I hoped he didn’t see the jolt that passed through me.

‘Who told you that?’

Again that thin smile, as though smiling caused him physical pain. ‘Even in local newspapers we need to protect our sources, I’m afraid.’

Was it the bank manager? Or Willumsen? Or someone else in the bank? Someone who’d followed the money, as people say.

‘No comment,’ I said.

Krane laughed softly and made a note. ‘You really want it to say that, Roy?’

‘Say what?’

‘No comment. That’s what big-time politicians and celebs in the cities answer. When they’re in trouble. It can create a rather strange impression.’

‘I’m thinking it’s more likely you’re the one who creates the impression.’

Still smiling, Krane shook his head. Narrow, hard, smooth-haired. ‘I only write what people say, Roy.’

‘Then do it. Write this conversation, word for word. Including your self-serving advice about the no-comment comment.’

‘Interviews have to be edited, you know. So we focus on what’s important.’

‘And you’re the one who decides what’s most important. So you’re the one who creates the impression.’

Krane sighed. ‘I gather from your dismissive attitude that you don’t want it generally known that you and Carl were a part of this high-risk project.’

‘Ask Carl,’ I said, closed the front of the coffee machine and pressed the On switch. ‘Coffee?’

‘Yes thanks.

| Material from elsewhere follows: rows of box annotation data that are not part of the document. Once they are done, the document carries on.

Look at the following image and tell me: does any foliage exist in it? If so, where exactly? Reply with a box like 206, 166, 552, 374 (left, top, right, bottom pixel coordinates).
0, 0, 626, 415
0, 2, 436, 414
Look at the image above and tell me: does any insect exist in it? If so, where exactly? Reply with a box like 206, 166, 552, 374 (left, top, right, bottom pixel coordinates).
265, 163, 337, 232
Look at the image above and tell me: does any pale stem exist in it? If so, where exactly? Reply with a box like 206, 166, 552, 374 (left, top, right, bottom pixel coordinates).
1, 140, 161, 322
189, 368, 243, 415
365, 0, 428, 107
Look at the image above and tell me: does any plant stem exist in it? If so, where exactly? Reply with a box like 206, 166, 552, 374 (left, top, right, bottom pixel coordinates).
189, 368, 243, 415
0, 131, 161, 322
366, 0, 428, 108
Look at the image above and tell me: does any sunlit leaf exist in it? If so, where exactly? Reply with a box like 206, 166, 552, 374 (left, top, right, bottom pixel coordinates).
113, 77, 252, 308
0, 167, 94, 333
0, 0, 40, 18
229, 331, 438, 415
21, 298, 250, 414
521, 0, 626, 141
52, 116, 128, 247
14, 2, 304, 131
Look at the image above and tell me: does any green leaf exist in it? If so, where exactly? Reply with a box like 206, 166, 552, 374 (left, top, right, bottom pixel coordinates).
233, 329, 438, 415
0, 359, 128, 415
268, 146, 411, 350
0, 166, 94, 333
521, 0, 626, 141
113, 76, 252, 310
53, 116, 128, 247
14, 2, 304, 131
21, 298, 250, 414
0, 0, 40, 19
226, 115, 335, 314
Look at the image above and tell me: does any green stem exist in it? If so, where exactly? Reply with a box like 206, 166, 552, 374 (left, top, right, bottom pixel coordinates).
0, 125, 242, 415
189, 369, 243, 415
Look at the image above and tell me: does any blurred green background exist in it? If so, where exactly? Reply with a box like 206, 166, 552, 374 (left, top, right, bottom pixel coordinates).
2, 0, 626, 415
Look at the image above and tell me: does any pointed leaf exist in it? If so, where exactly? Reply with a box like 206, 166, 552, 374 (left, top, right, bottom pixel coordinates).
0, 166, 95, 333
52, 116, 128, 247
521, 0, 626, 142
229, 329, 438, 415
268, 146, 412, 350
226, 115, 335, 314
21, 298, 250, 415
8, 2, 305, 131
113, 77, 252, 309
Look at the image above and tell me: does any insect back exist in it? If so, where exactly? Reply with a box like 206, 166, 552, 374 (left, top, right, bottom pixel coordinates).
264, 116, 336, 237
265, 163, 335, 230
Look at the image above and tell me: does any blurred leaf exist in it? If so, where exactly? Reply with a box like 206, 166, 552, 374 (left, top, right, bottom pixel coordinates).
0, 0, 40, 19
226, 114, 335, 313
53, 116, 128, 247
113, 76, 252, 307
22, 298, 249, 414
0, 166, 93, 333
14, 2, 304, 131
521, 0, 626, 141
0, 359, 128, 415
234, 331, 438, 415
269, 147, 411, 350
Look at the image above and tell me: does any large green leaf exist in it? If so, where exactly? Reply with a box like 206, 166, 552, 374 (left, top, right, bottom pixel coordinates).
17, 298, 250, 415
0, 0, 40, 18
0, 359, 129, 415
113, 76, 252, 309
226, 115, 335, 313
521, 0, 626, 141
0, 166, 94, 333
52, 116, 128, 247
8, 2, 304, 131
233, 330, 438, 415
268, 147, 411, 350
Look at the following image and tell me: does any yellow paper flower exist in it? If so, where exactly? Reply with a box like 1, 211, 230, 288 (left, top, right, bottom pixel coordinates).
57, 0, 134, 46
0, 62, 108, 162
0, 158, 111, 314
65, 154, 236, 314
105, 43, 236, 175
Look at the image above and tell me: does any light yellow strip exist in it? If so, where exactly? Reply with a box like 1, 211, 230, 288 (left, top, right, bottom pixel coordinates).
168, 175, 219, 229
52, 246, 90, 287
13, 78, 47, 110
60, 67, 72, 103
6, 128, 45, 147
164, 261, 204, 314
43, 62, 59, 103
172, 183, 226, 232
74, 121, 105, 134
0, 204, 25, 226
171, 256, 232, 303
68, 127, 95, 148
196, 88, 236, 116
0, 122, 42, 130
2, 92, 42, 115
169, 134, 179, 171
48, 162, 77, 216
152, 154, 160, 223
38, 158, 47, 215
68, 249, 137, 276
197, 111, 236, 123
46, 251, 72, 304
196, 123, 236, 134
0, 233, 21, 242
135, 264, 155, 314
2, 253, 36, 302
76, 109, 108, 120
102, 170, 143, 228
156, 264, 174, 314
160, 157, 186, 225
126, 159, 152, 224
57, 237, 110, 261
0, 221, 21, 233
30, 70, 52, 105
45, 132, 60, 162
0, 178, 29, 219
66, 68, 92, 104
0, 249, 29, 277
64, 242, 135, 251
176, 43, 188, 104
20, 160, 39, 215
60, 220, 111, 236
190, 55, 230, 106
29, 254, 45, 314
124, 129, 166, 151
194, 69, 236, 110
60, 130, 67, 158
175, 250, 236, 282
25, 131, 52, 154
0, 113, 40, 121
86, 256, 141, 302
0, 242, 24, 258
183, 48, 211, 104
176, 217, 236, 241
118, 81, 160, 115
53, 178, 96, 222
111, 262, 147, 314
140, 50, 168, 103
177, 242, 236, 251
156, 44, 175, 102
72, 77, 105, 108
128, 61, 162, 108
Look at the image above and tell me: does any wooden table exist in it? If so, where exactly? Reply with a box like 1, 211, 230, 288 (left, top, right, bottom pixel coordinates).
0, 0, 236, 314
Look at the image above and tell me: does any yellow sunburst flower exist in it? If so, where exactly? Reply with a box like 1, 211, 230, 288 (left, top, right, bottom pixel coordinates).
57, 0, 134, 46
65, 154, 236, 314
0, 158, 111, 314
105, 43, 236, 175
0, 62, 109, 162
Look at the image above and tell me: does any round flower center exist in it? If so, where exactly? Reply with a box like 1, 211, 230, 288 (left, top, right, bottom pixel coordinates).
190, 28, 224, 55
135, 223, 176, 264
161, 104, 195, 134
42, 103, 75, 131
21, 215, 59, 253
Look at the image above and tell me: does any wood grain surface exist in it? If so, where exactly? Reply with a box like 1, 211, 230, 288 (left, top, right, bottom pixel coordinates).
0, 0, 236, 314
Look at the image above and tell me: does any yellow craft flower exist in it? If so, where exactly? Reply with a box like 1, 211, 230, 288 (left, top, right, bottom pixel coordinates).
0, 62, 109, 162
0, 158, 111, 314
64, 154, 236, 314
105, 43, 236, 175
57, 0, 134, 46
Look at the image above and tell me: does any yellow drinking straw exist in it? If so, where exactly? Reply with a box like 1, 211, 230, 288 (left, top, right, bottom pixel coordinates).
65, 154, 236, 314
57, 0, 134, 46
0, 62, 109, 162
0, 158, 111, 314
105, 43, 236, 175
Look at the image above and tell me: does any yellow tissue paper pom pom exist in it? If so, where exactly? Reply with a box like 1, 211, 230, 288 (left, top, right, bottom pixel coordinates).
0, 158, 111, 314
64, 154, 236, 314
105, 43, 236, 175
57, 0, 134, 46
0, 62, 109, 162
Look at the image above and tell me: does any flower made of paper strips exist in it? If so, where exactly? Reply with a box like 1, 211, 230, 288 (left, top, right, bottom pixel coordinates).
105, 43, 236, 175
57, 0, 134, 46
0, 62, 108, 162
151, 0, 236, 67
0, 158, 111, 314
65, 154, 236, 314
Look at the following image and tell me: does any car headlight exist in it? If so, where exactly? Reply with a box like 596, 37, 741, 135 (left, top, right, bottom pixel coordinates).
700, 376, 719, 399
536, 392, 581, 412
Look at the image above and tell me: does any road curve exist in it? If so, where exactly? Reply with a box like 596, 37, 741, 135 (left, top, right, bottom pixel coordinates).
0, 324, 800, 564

So then you’ve no comment either to the fact that Carl has just moved his business to Canada following an investigation by the American Stock Exchange Supervisory Authority into what they believe to be market manipulation.’

‘What I do have a comment on,’ I said as I handed him the paper coffee cup, ‘is that you’re writing a story about your wife’s ex-boyfriend. Do you want my comment?’

Krane sighed again, pushed the notebook back into his jacket pocket and sipped the coffee. ‘If a local paper in a village like this couldn’t write about someone they have some connection or other with then we wouldn’t be able to write a single story.’

‘I understand that, but you will include the information below the article, right? That this was written by the man who was served after Carl Opgard.’

I saw the marathon runner’s eyes flash now. That his long-term strategy was under pressure, that he was close to saying or doing something that wouldn’t serve his ultimate goal.

And after his brother, Roy, turned down the offer of service.

I didn’t say it. Of course I didn’t say it. Just played with the thought of how it might cause Dan Krane to lose his rhythm.

‘Thanks for your time,’ said Krane, pulling up the zip on his rain jacket.

‘You’re welcome,’ I said. ‘Twenty kroner.’

He looked up at me from his coffee cup. I tried to mimic his wafer-thin smile.


The newspaper ran a story about Carl Abel Opgard, our very own local lad made good on the other side of the pond. The byline was by one of Krane’s financial journalists.

Back home after the conversation with Krane I went for a run up behind the farm, inspected a couple of nests I had found, went out to the barn and punched that old sandbag for half an hour. Then I went upstairs to the new bathroom and showered. Stood there with soap in my hair and thought about the money that had been enough to cover not just the bathroom and the insulation but new windows. I raised my face to the warm jets and let them wash the day away. A new one awaited. I’d found my rhythm. I had a goal and I had a strategy. I wasn’t aiming to be council chairman, all I wanted was my own bloody service station. But all the same, I was turning into a marathon runner.

Then Carl called, and said he was moving home.